Лекс начал хватать руками с тарелок все подряд и запихивать в рот, будто действительно неделю не ел. Кирель только улыбнулся такому демонстративному голоду и велел принести для Лекса сладкой воды. Рыжик довольно жмурился и только раз за разом поддергивал сползающие длинные рукава, а потом, как видно, психанув, стал стаскивать с себя балахон. Кирель с удовольствием мазнул взглядом по длинным точеным ногам, крепкой, как орешек, заднице, поджарому животу, сильному развороту плеч и изящным рукам с явно проступающими мышцами. Лекс прекрасно отдавал себе отчет, что совсем не похож на канонный образец красоты младшего, и не стеснялся это демонстрировать. Кирель сыто улыбнулся, когда увидел полувозбужденный член и то, с какой небрежной грацией рыжик уселся обратно в кресло.
Первосвященник щелкнул пальцами и слуги принесли невесомое одеяние. Не женский хитон, а, скорее, слишком длинную тунику без рукавов. Лекс вспомнил о первом посещении Киреля, когда он в похожем одеянии соблазнял его, и без возражений поднял руки, помогая слугам облачить себя в полупрозрачную невесомую одежду. Теперь все приличия были свято соблюдены — Лекс был одет, но при этом ткань тоньше тюля скорее подчеркивала наготу красивого тела.

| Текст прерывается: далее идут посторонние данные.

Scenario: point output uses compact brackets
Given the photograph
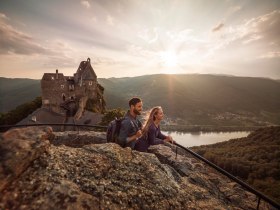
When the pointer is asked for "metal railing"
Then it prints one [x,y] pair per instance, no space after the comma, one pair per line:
[222,171]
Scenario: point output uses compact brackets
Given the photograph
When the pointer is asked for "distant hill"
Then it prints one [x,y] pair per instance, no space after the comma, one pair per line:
[14,92]
[193,98]
[254,158]
[201,99]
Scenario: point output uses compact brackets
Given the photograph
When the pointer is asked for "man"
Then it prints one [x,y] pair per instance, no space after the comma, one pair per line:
[131,127]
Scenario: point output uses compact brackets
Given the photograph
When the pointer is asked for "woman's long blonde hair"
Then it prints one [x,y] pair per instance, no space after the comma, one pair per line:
[150,119]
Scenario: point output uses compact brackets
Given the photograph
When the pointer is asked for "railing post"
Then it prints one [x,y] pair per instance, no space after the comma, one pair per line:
[259,201]
[176,153]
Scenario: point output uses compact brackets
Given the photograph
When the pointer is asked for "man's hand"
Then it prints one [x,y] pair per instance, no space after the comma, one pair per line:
[169,139]
[138,134]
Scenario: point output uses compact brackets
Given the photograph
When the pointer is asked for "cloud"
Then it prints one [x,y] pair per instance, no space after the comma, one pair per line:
[218,27]
[15,41]
[270,55]
[149,35]
[110,20]
[86,4]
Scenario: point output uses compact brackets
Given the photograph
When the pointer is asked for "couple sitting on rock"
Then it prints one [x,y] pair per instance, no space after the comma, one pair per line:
[137,136]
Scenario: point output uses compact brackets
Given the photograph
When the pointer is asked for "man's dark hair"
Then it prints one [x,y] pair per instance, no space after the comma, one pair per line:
[134,101]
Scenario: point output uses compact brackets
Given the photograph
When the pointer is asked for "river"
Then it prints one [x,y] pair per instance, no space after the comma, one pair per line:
[202,138]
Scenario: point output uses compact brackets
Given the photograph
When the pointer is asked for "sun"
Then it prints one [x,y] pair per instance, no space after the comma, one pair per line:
[169,58]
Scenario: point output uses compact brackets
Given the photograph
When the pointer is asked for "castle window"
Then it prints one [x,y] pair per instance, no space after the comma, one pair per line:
[33,118]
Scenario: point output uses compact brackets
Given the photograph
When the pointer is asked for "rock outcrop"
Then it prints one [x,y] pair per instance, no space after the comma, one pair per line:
[41,174]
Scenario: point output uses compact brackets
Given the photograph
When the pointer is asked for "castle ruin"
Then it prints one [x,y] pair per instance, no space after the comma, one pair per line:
[70,95]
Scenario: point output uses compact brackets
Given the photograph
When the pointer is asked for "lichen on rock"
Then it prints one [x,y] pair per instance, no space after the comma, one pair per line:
[106,176]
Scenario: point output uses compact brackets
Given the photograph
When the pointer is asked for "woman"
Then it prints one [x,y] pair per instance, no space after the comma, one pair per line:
[151,134]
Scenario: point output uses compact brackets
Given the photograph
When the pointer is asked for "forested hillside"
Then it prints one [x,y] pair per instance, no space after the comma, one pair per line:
[255,159]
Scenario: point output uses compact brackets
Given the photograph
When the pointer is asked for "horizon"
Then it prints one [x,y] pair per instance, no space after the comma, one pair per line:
[199,74]
[134,38]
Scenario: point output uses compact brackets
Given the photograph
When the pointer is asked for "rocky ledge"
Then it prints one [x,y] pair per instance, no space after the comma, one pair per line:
[39,172]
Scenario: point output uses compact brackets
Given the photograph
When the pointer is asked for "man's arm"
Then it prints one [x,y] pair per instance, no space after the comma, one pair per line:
[125,136]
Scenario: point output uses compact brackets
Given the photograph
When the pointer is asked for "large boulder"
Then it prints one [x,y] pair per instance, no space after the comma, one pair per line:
[106,176]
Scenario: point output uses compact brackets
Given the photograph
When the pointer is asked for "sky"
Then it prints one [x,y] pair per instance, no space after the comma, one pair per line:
[126,38]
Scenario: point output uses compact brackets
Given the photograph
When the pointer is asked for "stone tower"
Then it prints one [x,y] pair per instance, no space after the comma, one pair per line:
[69,95]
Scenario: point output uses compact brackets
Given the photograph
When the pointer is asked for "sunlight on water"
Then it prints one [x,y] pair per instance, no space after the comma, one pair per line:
[199,138]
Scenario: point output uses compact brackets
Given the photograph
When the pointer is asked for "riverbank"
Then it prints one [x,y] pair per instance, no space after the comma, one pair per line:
[208,128]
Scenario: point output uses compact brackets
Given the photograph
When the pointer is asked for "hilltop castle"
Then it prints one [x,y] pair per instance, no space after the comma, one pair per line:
[70,95]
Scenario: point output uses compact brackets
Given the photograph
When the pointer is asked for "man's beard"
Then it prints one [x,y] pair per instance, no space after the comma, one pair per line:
[136,112]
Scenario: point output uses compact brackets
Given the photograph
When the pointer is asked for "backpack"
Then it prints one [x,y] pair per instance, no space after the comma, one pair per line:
[113,130]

Лекс подчеркнуто не смотрел на старика, а тот подпер голову рукой и с доброй улыбкой рассматривал прожорливого парня. Как родной дедушка, к которому забрел голодный внучок. Тот смел почти половину со всех тарелок, и наконец насытившись, откинулся в кресле, с удовольствием облизывая пальцы. У Киреля зрачки заполнили радужку от возбуждения, не будь рядом Лира, он бы не удержался и проверил сладость карминовых губ Лекса, но старческое кряхтение по соседству удерживало Первосвященника в рамках приличия.
— Приятно видеть здоровый аппетит у молодого человека, — скрипнул старик, — глядя на тебя, и мне захотелось, — Лир ухмыльнулся, — попробовать такую вкуснятину.